Il a ensuite été transféré au poste de police de Maarif à Casablanca où il a continué à être détenu au secret durant plusieurs jours encore jusqu’à ce que l’avocat constitué par la famille finisse par apprendre où il se trouvait et qu’il allait être déféré le lendemain devant le juge d’instruction.

M. Saïd EZZIOUANI, a quant à lui été enlevé sur la voie publique le 12 avril 2010 et emmené aussitôt au centre de détention de Témara où il est resté détenu 14 jours avant d’être transféré au poste de police de Maarif à Casablanca.

Il a lui aussi été dépouillé de tous ses vêtements dès son arrivée et violemment battu. Des interrogatoires se sont succédés pendant plusieurs nuits de façon à le priver délibérément de sommeil. A trois reprises, ses mains ont été attachées l’empêchant de se protéger lorsqu’il était frappé directement au visage. Il lui a aussi été administré de l’eau contenant des substances stupéfiantes. Lorsqu’ensuite il a été transféré à Casablanca, il a été encore violemment battu à deux reprises par des officiers de police cette fois.

De telles pratiques ont eu pour unique objectif de dicter des déclarations sous la torture. Ces déclarations sont ensuite consignées dans des procès verbaux dont les dates d’arrestations sont falsifiées et ne correspondent pas aux véritables dates d’enlèvement des victimes par les services de renseignement.

A l’occasion de leur première comparution devant le juge d’instruction, les deux hommes ont catégoriquement réfuté les accusations formulées contre eux. Ils ont cependant été placés en détention provisoire et ils attendent à ce jour la fin de l’instruction et leur procès.

Leurs familles craignent cependant aujourd’hui que les aveux extorqués au moyen de la torture ne soient utilisés contre eux au cours de leurs procès à venir, comme cela est devenu la règle devant la Cour d’appel de Salé, juridiction de jugement compétente en l’espèce, et ne servent à les faire condamner lourdement.

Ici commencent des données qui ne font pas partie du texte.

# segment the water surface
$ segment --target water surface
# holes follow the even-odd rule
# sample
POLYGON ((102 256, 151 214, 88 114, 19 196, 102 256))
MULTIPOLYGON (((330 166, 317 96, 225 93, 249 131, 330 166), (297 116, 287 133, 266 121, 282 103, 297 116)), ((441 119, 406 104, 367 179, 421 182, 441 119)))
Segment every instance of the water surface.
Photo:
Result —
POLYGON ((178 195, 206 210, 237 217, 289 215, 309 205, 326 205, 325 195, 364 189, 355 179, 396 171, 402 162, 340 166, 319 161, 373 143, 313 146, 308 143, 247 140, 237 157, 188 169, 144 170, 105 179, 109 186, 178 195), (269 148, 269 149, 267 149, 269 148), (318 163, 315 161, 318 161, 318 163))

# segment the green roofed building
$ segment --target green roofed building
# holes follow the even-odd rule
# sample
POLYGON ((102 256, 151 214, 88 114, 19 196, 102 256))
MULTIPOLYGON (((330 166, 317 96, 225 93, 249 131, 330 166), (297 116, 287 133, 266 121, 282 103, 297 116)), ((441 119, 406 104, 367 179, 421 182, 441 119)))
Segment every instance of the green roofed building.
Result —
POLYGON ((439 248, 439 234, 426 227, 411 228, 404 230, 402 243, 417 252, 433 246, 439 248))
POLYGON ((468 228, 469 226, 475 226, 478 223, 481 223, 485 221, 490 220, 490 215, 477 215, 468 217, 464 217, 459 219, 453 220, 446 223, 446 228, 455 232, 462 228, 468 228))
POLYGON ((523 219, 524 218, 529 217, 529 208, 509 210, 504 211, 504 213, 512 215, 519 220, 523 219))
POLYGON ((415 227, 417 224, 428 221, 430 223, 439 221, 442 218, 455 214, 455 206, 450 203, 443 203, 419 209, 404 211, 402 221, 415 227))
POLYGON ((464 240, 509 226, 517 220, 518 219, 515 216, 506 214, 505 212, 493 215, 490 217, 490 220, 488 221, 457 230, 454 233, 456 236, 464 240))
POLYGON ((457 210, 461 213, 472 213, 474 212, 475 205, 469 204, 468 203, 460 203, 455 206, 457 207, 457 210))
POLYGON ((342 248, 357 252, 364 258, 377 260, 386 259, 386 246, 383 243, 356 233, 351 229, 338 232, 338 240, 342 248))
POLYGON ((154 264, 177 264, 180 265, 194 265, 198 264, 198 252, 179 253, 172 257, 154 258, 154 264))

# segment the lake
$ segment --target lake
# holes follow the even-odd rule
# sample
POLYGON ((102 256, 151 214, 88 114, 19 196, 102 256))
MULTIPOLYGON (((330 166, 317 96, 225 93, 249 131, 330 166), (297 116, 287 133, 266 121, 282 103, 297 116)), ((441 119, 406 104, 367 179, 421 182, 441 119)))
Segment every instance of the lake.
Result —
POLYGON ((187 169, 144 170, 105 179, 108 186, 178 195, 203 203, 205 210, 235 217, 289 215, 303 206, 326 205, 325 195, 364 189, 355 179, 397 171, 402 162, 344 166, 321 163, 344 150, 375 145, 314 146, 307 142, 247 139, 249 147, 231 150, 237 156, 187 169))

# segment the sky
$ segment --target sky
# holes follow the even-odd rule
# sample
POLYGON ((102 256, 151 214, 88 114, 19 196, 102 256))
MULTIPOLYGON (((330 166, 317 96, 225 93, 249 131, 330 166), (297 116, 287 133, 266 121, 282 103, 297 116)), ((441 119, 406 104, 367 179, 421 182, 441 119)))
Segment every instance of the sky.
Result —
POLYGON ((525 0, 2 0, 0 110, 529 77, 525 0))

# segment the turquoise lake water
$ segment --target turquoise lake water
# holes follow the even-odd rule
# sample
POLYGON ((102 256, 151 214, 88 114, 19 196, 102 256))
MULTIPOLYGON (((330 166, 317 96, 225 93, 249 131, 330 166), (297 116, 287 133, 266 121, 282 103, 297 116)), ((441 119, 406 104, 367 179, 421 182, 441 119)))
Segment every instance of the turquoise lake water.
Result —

Les familles craignent par ailleurs que ces poursuites aient un lien avec la situation de leurs frères respectifs, M. Saleh ZARLI et M. Abderrahim EZZIOUANI, condamnés lourdement à la suite des attentats de Casablanca du 16 mai 2003.

Les circonstances actuelles des arrestations de M. Younes ZARLI et de M. Saïd EZZIOUANI sont de toute évidence une nouvelle manifestation des abus possibles par les agents de l’Etat sous couvert de la lutte contre le terrorisme.

Il convient de relever que le Comité contre la torture dans ses observations finales à l’issue de l’examen du rapport périodique du Maroc en date du 5 février 2004 (CAT/C/CR/31/2) se disait déjà très préoccupé de l’accroissement du nombre d’allégations de torture et de peines ou traitements cruels, inhumains ou dégradants, impliquant la Direction de la surveillance du territoire.

Le Royaume du Maroc a ratifié le Pacte international relatif aux droits civils et politiques le 03 mai 1979 et la Convention contre la torture le 21 juin 1993. Le Maroc a levé sa réserve concernant l’article 22 de la Convention contre la torture le 19 octobre 2006.